SINGAPORE – Amazon Web Services (AWS) has yet to provide clarity on what caused its 16-hour-long global outage on Oct 20, which affected users in Singapore trying to access Zoom and Canva, among other services.
But experts have already compared the impact of such a massive outage to a coordinated cyber attack, and highlighted issues with an overreliance on old technologies.
AWS said on its website that the problem was linked to domain name system (DNS) “resolution issues” which provide real-time system performance updates.
DNS is like a phone book of the internet that matches domain names, such as those in website addresses, to internet protocol addresses, which are strings of numbers that identify devices on the internet.
When probed on whether the problem was due to hardware error, incorrect configuration, human error or a cyber attack, a spokesperson said a detailed post-event summary would be shared, but no timeline was provided.
“We can confirm increased error rates and latencies for multiple AWS Services in the US-East-1 region,” the spokesperson said.
The outage
affected hundreds of online services globally,
including those of banks and airlines overseas, online games like Roblox and Fortnite, and popular apps such as Snapchat and Reddit.
Thousands of online users in Singapore took to the Downdetector website, which tracks service disruptions, to report disruptions, which started at around 3pm on Oct 20. The problem has since been resolved, with services fully restored.
According to AWS’ website, almost 16 hours passed from the time the first lapses of multiple services in the US-East-1 region were reported, to when all the services returned to normal operations.
“When an incident of this scale occurs, whether through technical failure or misconfiguration, the impact on global operations can be just as severe as a coordinated cyber attack,” said Mr Darren Guccione, chief executive and co-founder of cyber-security company Keeper Security.
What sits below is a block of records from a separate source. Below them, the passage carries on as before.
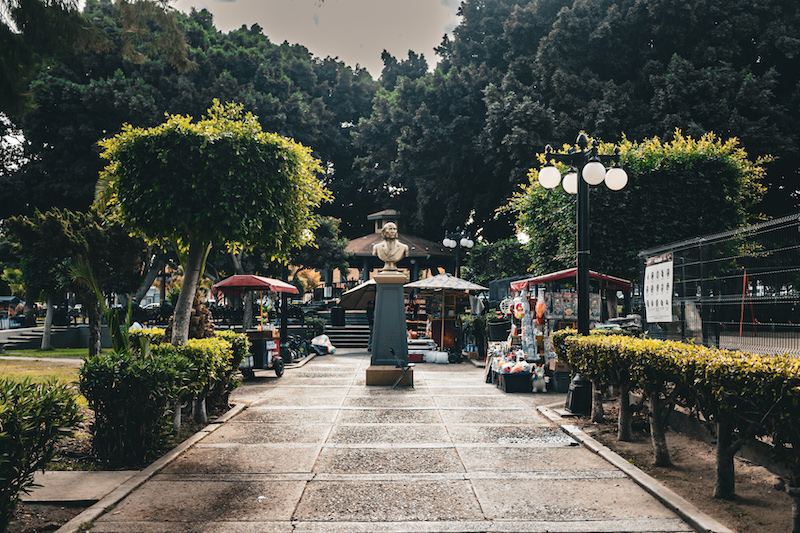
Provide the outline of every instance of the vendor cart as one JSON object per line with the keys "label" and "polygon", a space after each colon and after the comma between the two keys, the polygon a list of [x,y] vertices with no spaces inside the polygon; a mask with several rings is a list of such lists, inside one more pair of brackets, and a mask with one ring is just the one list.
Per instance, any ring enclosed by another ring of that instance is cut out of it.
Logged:
{"label": "vendor cart", "polygon": [[277,377],[281,377],[285,367],[281,346],[287,346],[286,310],[288,305],[286,295],[300,294],[297,287],[284,281],[262,276],[236,275],[214,285],[214,290],[226,295],[243,294],[248,291],[259,291],[261,297],[264,292],[276,292],[281,295],[281,329],[276,332],[271,324],[264,324],[263,306],[260,306],[262,309],[261,323],[257,329],[245,332],[250,340],[250,353],[244,357],[239,366],[242,375],[247,378],[255,377],[257,369],[272,369]]}

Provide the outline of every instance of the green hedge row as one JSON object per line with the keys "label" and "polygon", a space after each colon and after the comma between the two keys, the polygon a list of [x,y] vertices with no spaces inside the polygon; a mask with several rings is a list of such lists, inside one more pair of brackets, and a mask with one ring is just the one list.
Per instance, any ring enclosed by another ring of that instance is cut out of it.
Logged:
{"label": "green hedge row", "polygon": [[0,379],[0,531],[34,472],[53,458],[55,443],[80,421],[76,396],[66,385]]}
{"label": "green hedge row", "polygon": [[[648,401],[651,430],[661,425],[663,408],[672,401],[698,409],[717,436],[715,496],[735,496],[734,454],[748,440],[768,437],[790,472],[787,490],[798,497],[800,358],[621,335],[580,336],[575,330],[555,332],[553,346],[561,361],[596,387],[619,387],[623,394],[640,391]],[[665,451],[656,450],[657,460]]]}
{"label": "green hedge row", "polygon": [[95,413],[98,457],[143,463],[174,432],[169,415],[180,412],[183,400],[199,401],[203,409],[206,400],[224,407],[241,383],[239,363],[249,350],[246,335],[219,332],[184,346],[166,342],[163,329],[132,330],[131,349],[91,357],[82,365],[80,390]]}

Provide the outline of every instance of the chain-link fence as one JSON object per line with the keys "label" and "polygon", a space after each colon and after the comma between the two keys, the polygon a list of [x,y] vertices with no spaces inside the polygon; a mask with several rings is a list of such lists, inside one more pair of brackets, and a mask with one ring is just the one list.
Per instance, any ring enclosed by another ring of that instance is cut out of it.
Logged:
{"label": "chain-link fence", "polygon": [[800,215],[640,252],[645,321],[655,314],[645,296],[654,257],[672,261],[672,298],[671,320],[647,323],[651,336],[800,355]]}

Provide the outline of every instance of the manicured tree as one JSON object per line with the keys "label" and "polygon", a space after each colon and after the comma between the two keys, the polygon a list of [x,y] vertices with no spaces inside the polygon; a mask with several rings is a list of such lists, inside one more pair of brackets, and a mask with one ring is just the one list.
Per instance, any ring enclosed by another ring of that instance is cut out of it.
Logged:
{"label": "manicured tree", "polygon": [[283,259],[302,244],[311,210],[328,198],[311,151],[261,130],[242,106],[219,101],[198,122],[168,116],[148,129],[126,125],[101,142],[108,161],[99,198],[132,228],[173,239],[188,254],[172,343],[186,344],[189,318],[212,243],[259,245]]}

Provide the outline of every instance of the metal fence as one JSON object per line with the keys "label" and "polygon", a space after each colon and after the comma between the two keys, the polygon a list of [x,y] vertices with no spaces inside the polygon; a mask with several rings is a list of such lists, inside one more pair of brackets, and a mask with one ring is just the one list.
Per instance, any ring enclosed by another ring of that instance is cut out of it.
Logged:
{"label": "metal fence", "polygon": [[[672,254],[672,321],[651,336],[760,354],[800,355],[800,215],[639,253]],[[635,306],[646,320],[640,283]]]}

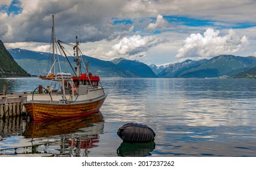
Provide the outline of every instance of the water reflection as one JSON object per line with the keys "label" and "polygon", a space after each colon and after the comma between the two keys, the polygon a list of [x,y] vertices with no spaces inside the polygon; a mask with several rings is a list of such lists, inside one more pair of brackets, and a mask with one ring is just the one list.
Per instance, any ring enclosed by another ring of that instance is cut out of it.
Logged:
{"label": "water reflection", "polygon": [[1,155],[88,156],[90,148],[97,146],[103,131],[100,112],[41,123],[19,118],[19,123],[15,119],[2,121]]}
{"label": "water reflection", "polygon": [[123,157],[144,157],[151,156],[150,152],[155,148],[154,141],[147,142],[123,142],[118,148],[117,155]]}

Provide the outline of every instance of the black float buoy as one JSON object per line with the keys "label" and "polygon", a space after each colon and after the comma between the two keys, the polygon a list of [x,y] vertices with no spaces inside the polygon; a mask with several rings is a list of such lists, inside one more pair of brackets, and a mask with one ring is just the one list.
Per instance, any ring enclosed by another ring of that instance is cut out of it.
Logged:
{"label": "black float buoy", "polygon": [[118,129],[117,135],[125,142],[142,142],[153,141],[156,133],[146,125],[130,123]]}

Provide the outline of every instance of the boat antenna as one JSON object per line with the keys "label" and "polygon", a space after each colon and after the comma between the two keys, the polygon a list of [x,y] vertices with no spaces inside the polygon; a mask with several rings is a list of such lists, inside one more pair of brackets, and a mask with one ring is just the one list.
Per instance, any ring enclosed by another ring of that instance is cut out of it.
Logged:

The prolonged delay in service restoration was caused by a chain of unexpected events.
After resolving the DNS issue, AWS had subsequent impairments, including in an underlying internal subsystem responsible for monitoring the health of its network load balancers. There was also a backlog of internet traffic requests, leading to more delays.
Amazon is the world’s largest cloud provider, followed closely by other US giants, namely Microsoft’s Azure and Google’s Cloud Platform.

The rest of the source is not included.